2021年10月4日月曜日

キングオブコント2021の感想

 キングオブコント2021の感想。


審査員

 準決勝敗退組芸人による審査制度が終わってから、はじめて納得できる審査員だった。

 2015~2020年はひどかったもんな。審査員がひどいんじゃなくて審査員構成がひどかった。
 そりゃ個々の審査員がどう審査するのは自由なんだけど、だからこそバランスよくいろんな角度からの意見が聞きたい。それなのに、たった3組の芸人なんだもの。
 おまけに照れてるのか言語化できないのかしらないけど変にふざけてコメントするし。まじめなコメント+ボケではなく、単なる悪ふざけみたいなコメントもあった。
 しかも「他の審査員と点数が近いことにあからさまに安堵する審査員」がいたし。いやいや、みんな同じ傾向だったら頭数ならべてる意味がないだろ。他人と違うことを誇れよ。

 今回は審査員によって点数にばらつきがあってよかった。
 やっぱり東京03飯塚さんは構成を重んじるんだねとか、ロバート秋山さんはキャラの濃いコントが好きなんだなとか、やっぱりかまいたち山内さんやバイきんぐ小峠さんはサイコパス感漂うネタを評価するんだなとか、それぞれが書くネタの傾向が審査にも反映されててよかった。5人とも「ウケ量」以外の部分をちゃんと評価できる審査員だった。

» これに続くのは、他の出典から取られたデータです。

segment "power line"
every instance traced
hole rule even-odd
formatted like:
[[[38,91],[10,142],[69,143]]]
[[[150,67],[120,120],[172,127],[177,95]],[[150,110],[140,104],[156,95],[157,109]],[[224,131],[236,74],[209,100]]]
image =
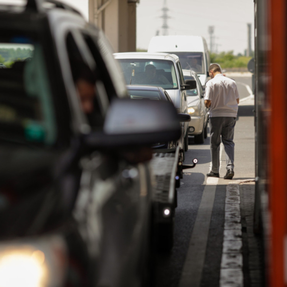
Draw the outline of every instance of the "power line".
[[[163,35],[164,36],[167,36],[168,35],[168,29],[169,28],[168,25],[168,20],[170,19],[170,17],[168,15],[169,9],[167,7],[167,0],[164,0],[164,7],[162,9],[162,11],[163,11],[163,16],[161,16],[161,18],[163,19],[163,26],[162,26]]]

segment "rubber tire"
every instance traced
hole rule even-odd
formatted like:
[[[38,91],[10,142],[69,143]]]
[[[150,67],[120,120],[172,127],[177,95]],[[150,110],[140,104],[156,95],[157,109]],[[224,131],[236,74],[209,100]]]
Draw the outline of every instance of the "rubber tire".
[[[185,136],[184,137],[184,151],[188,151],[188,132],[186,131]]]
[[[207,138],[207,123],[206,123],[206,125],[205,125],[205,127],[204,127],[204,138]]]
[[[204,144],[204,129],[202,129],[202,132],[200,134],[194,136],[194,142],[195,144]]]

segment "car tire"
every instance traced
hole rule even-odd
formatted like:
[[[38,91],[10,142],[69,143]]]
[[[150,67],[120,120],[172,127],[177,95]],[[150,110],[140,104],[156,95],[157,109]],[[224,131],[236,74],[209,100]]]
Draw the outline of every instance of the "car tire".
[[[204,127],[204,138],[206,138],[207,137],[207,123],[206,123],[206,124],[205,125],[205,127]]]
[[[186,133],[184,137],[184,151],[185,152],[188,151],[188,132],[187,132],[187,131],[186,131]]]
[[[194,136],[194,142],[195,144],[204,143],[204,128],[202,129],[202,132],[200,134],[197,134]]]

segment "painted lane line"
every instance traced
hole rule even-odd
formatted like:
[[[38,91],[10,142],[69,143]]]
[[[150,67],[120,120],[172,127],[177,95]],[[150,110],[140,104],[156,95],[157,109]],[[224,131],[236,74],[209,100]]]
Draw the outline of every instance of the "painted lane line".
[[[179,287],[200,287],[218,181],[208,177],[205,182]]]
[[[221,259],[220,287],[243,287],[242,226],[239,185],[226,187],[223,250]]]
[[[223,160],[222,159],[222,153],[223,152],[223,150],[224,149],[224,147],[223,146],[223,144],[222,142],[220,144],[220,156],[219,156],[219,159],[220,159],[220,165],[219,167],[219,174],[220,175],[220,169],[221,168],[221,167],[222,166],[222,165],[221,164],[221,162],[223,161],[225,161],[225,160]],[[212,165],[212,162],[210,162],[210,165],[209,165],[209,170],[211,170],[211,167]]]

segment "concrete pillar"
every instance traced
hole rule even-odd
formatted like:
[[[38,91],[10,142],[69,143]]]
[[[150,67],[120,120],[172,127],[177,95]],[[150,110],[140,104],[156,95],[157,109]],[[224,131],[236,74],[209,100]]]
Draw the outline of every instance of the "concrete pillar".
[[[89,0],[90,21],[103,30],[115,52],[136,50],[138,0]]]

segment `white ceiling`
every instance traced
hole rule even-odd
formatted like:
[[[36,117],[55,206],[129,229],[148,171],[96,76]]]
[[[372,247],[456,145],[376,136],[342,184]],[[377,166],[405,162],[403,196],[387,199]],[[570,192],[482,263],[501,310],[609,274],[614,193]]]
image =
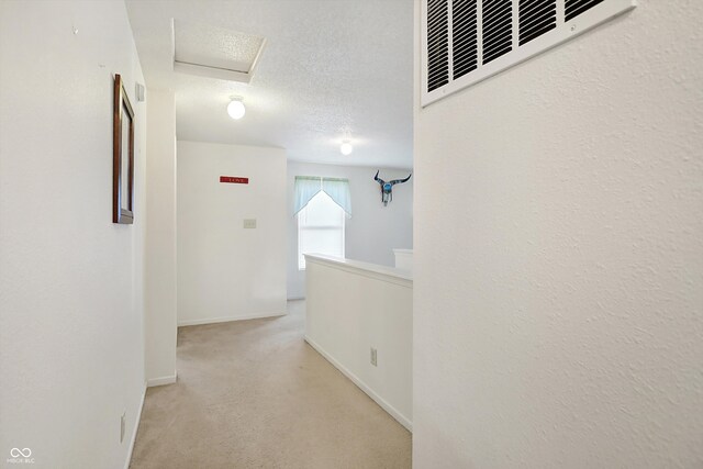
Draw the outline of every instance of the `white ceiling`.
[[[179,139],[276,146],[291,160],[412,167],[412,0],[126,0],[148,88],[176,92]],[[171,19],[266,37],[248,85],[174,72]],[[230,119],[232,96],[247,108]],[[350,137],[354,153],[339,144]]]

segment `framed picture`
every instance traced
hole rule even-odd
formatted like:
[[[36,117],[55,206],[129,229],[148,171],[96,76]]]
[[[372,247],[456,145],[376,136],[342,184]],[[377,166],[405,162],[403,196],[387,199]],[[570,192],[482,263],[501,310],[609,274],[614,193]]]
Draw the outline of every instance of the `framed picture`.
[[[112,223],[134,223],[134,111],[122,77],[114,76]]]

 やっぱり審査員は最低限の条件としてネタ書く人にしてほしいよね。


出番順

 詳しくは知らないけど、抽選で出番順を決めたんだよね……。なんか出来すぎだったけど。
 前半に初出場組が続き、中盤はリベンジ組。終盤に前回惜しかったニューヨークや空気階段がきて、ラストがRー1、Mー1との3冠のかかるマヂカルラブリー。ウソみたいによくできた出番順だった。誰かの意思の介入を感じてしまう並びだな。


観客について

 客がひどかったな。ジャブ程度のボケで手を叩いて笑ってた。どう考えても笑いすぎ。全員マリファナきめてんのか。
 感染対策で人数を入れられない分、大げさに笑うように指示でもされてたんだろうか。コントの大会なのに笑い声がじゃまだった。

 笑わない客よりは笑う客のほうがいいに決まってるけど、それにしたってなあ。フリになるところで手を叩いて笑うなよ。見た目のおかしさだけで大爆笑するなよ。



ネタ感想(1本目)


1.蛙亭

 自我を持ってしまったホムンクルス(人造人間)と研究者。

 出番順に泣かされたなあ。後半出番だったら4位くらいにはなっていたんじゃないだろうか。最初のインパクトが強烈だったけど、途中で失速することなくその勢いのまま最後まで走り抜けた。
 ストーリー展開自体は平凡なSFだったけど、キャラクターや関係性を表現するコントだったから変に凝ったストーリーにしなくて正解だったかも。

 露骨にキモがるんじゃなくて、「キモがっていることを見せないようにしているけどついつい出してしまう」表現がいい。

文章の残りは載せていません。